As we know, the variables are highly correlated between them (result not shown here). We used a loop for gamma from 0.1 to 0.9 and lamda from 0.5 to 0.9 in order to determine which values are optimal for the model.
As a result, we retain gamma = 0.1 and lamda = 0.8
The LDA model gave a poor accuracy compared to QDA and RDA. RDA is the compromise of LDA and QDA gave the best results.
LDA = 0.346 ; QDA = 0.504 ; RDA = 0.582
In this step, the author processes the selection of variables purely based on the observation of variables, machine learning techniques and without any medical knowledge.
Based on the theory and the observation of variables, we decided to tune the model by deselecting the following varialbes : bili, creactiveprotein, leucos, creatinineclearance. After various tests, we found the best results for omitting bibli, creativeprotein and leucos from the dataset.
The new dataset became :
df <- dplyr::select(df, -bili,-creactiveprotein, - leucos)
We applied the same models for this datasets.
The interesting point here is that we observed a clear improvement for the LDA and QDA model. The accuracy of RDA model is almost unchanged.
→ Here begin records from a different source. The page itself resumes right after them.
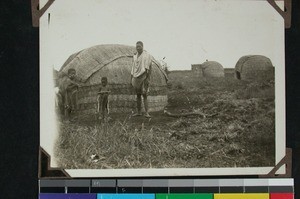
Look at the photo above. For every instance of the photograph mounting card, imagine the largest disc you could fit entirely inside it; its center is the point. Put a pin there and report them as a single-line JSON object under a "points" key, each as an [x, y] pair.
{"points": [[162, 88]]}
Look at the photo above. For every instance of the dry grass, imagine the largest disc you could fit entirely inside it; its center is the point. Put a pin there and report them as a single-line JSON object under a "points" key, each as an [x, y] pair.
{"points": [[240, 134]]}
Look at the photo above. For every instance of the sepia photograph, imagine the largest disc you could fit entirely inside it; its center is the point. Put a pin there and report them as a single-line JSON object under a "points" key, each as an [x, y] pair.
{"points": [[162, 88]]}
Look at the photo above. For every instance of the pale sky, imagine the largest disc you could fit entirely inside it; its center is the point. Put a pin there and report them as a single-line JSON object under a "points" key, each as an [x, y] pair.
{"points": [[185, 32]]}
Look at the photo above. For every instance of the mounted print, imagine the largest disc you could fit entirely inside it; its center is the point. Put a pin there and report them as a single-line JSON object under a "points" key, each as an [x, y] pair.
{"points": [[162, 88]]}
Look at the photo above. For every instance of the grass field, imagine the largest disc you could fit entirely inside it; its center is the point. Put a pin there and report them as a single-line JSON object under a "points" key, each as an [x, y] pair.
{"points": [[236, 129]]}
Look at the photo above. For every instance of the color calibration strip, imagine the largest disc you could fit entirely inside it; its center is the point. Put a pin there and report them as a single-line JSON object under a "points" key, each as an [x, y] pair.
{"points": [[167, 189]]}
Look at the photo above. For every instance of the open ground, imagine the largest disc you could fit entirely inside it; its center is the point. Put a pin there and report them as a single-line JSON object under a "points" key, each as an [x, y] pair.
{"points": [[234, 126]]}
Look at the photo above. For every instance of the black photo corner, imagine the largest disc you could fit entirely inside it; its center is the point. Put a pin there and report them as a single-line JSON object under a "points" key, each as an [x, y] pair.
{"points": [[19, 105]]}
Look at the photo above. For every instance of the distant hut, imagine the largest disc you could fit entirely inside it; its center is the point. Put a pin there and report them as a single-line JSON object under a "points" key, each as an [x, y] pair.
{"points": [[254, 67], [212, 69], [197, 70], [113, 62]]}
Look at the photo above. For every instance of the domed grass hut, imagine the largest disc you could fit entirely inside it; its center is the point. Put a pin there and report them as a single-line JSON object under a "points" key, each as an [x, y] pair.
{"points": [[114, 62], [212, 69], [254, 67]]}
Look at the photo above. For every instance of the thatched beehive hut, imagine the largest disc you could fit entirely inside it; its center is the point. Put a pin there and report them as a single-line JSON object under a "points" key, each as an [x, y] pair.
{"points": [[212, 69], [113, 62], [197, 70], [254, 67]]}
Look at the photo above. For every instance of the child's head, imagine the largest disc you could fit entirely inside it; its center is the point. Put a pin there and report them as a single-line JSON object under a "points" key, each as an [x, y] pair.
{"points": [[71, 73], [104, 81]]}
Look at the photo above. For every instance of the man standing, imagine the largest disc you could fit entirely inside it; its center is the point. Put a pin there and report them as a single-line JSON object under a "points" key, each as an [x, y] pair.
{"points": [[140, 77]]}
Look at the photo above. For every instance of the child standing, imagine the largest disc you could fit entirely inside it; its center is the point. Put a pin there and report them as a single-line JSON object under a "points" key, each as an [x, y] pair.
{"points": [[102, 99]]}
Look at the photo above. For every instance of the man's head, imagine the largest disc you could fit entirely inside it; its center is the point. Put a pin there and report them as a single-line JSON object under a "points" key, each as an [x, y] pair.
{"points": [[139, 47], [104, 81], [71, 73]]}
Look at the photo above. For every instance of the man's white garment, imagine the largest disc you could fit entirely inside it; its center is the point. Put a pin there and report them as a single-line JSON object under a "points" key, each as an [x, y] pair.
{"points": [[140, 64]]}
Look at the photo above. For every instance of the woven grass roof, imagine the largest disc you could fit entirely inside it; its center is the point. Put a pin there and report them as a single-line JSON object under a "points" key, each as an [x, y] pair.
{"points": [[90, 60]]}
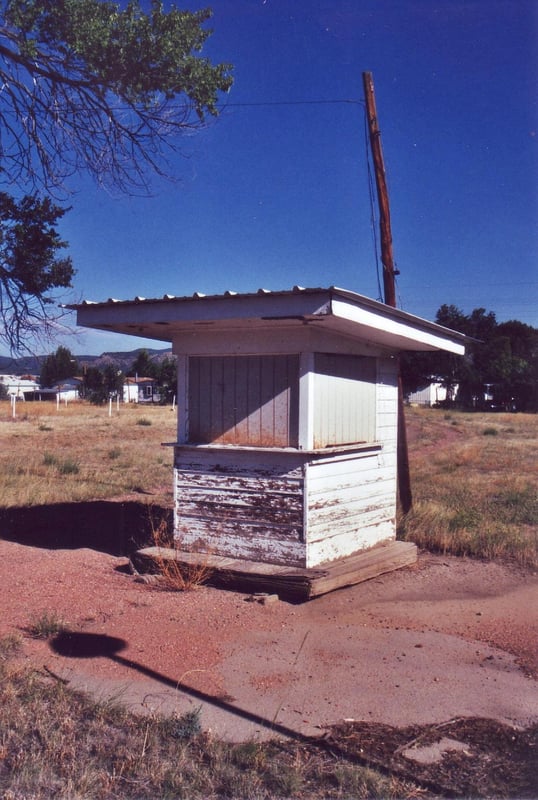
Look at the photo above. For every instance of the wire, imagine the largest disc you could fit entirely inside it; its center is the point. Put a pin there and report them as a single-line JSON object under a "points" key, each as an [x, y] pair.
{"points": [[292, 103]]}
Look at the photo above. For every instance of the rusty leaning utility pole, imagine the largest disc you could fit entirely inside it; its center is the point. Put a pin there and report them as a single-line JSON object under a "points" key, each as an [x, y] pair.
{"points": [[389, 286]]}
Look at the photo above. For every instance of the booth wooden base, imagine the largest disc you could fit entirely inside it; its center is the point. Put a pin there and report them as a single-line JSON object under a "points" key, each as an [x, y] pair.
{"points": [[290, 583]]}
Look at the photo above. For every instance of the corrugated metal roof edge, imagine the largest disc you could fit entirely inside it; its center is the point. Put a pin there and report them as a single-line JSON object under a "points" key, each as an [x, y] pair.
{"points": [[376, 305]]}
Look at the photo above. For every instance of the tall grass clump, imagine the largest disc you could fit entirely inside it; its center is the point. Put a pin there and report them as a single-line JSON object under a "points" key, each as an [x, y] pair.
{"points": [[476, 489], [179, 571]]}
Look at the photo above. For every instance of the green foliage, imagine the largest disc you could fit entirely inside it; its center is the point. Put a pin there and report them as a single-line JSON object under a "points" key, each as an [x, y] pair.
{"points": [[30, 268], [57, 367], [126, 82], [502, 357], [102, 384]]}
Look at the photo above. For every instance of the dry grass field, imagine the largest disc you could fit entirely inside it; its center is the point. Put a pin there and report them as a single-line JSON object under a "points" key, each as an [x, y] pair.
{"points": [[475, 484], [474, 476], [79, 453], [475, 491]]}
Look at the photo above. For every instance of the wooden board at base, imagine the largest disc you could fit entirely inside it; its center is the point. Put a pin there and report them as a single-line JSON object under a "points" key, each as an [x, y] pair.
{"points": [[289, 583]]}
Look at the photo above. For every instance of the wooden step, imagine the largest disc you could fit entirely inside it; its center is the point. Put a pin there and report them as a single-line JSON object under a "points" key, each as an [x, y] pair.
{"points": [[291, 583]]}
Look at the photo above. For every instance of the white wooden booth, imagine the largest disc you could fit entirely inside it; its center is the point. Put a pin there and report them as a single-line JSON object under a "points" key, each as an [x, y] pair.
{"points": [[287, 417]]}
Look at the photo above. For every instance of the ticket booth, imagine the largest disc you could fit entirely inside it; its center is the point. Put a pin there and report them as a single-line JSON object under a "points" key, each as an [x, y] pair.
{"points": [[287, 417]]}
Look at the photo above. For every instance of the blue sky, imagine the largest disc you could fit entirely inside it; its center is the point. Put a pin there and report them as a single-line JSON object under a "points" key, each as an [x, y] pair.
{"points": [[276, 194]]}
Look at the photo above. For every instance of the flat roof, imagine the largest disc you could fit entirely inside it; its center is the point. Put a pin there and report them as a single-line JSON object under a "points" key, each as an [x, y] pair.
{"points": [[338, 310]]}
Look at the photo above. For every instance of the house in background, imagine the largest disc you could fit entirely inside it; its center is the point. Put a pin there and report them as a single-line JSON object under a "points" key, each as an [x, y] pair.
{"points": [[141, 390], [287, 417], [22, 387], [431, 394]]}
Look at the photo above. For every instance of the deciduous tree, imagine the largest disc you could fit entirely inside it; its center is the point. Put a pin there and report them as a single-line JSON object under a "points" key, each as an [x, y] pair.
{"points": [[30, 268], [87, 85]]}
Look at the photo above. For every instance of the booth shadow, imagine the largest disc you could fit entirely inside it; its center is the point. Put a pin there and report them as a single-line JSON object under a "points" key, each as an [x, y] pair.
{"points": [[116, 528], [74, 644]]}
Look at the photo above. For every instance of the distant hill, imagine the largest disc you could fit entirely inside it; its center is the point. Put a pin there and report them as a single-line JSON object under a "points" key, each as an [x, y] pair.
{"points": [[31, 365]]}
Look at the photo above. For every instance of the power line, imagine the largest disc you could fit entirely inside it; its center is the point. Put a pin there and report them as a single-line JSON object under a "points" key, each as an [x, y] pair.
{"points": [[292, 103]]}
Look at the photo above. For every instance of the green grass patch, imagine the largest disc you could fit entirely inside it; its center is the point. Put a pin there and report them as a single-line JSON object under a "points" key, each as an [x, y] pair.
{"points": [[61, 743]]}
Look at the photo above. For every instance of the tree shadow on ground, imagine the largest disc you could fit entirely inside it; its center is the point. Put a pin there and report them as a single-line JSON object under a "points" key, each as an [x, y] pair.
{"points": [[113, 527]]}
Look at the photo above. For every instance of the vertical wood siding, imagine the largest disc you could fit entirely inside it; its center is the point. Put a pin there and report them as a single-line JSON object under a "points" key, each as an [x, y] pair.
{"points": [[344, 399], [244, 400]]}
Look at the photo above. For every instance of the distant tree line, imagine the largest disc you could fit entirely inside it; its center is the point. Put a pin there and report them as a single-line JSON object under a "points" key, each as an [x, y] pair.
{"points": [[101, 383], [499, 369]]}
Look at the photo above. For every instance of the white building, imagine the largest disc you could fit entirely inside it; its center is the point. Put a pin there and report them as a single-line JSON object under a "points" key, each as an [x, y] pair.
{"points": [[287, 416]]}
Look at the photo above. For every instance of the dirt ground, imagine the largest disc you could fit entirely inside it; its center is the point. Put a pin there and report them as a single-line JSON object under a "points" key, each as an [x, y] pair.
{"points": [[445, 652]]}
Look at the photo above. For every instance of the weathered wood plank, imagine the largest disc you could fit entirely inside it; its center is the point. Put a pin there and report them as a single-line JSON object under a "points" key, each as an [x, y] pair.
{"points": [[289, 583]]}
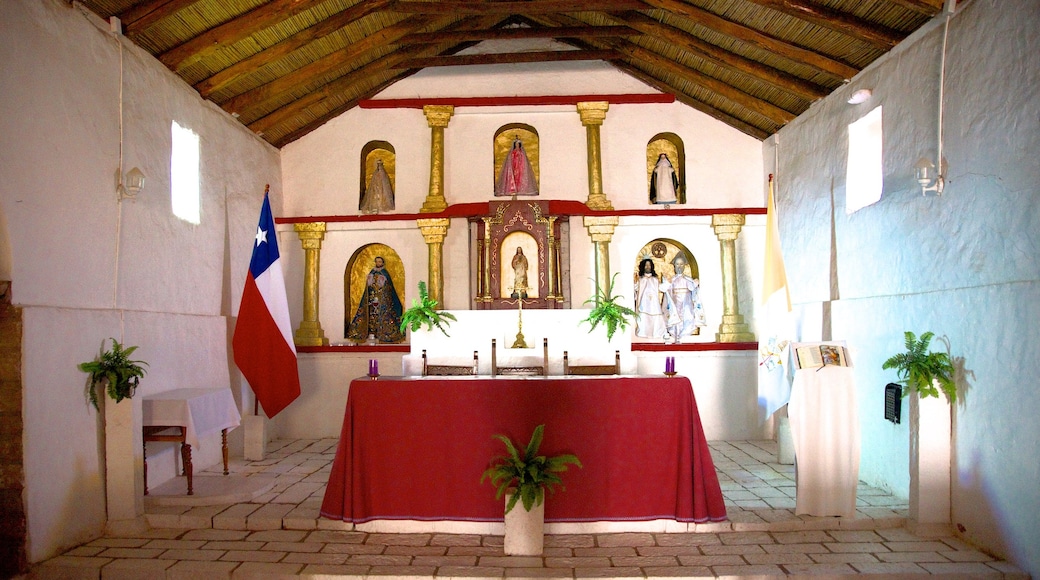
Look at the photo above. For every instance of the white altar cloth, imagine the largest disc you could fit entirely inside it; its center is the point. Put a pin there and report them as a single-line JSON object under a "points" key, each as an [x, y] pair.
{"points": [[201, 412], [825, 427]]}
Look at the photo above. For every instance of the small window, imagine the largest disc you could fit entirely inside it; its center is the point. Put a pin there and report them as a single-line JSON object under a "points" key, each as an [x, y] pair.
{"points": [[863, 182], [184, 174]]}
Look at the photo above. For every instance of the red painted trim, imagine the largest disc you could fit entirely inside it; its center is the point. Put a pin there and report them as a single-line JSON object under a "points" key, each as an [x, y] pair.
{"points": [[634, 99]]}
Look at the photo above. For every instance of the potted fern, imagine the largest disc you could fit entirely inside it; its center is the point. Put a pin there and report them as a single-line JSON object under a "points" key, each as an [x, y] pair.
{"points": [[423, 312], [114, 372], [606, 311], [523, 476]]}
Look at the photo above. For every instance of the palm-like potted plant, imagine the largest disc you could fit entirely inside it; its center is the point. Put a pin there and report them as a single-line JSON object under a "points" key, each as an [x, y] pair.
{"points": [[114, 371], [423, 312], [524, 476], [920, 370], [607, 311]]}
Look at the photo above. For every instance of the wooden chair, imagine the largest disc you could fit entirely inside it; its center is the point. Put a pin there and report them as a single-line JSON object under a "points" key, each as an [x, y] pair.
{"points": [[447, 370], [593, 369], [520, 371]]}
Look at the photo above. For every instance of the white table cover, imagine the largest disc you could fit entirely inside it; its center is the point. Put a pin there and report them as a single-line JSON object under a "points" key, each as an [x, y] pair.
{"points": [[202, 412], [825, 428]]}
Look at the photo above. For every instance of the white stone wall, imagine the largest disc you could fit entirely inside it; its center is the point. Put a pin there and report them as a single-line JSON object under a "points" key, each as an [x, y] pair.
{"points": [[963, 265], [86, 267]]}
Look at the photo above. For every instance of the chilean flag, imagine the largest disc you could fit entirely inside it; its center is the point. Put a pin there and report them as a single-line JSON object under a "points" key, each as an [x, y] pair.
{"points": [[263, 346]]}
LDA = 0.422 ; QDA = 0.612 ; RDA = 0.552
The QDA model gave the better prediction compared to the LDA model. The RDA model can be a good choice in some cases because it is the compromise of the LDA and QDA model. In our example, the RDA model gave the best accuracy on the complete dataset
By omitting some variables, we improved the accuracy of the LDA and QDA model. But we remind that the omission of these variables is purely based on the machine learning techniques and without any medical knowledge. In medical reality, whether it is acceptable to omit these variables is another question.
Cleophas, Ton J., Zwinderman, Aeilko H (2014). Machine Learning in Medicine - Cookbook. Springer. ISBN 978-3-319-04181-0
Kuhn, M., & Johnson, K. (2013). Applied Predictive Modeling. Springer. http://doi.org/10.1007/978-1-4614-6849-3
Fisher R (1936). “The Use of Multiple Measurements in Taxonomic Problems.” Annals of Eugenics, 7(2), 179–188
Welch B (1939). “Note on Discriminant Functions.” Biometrika, 31, 218–220.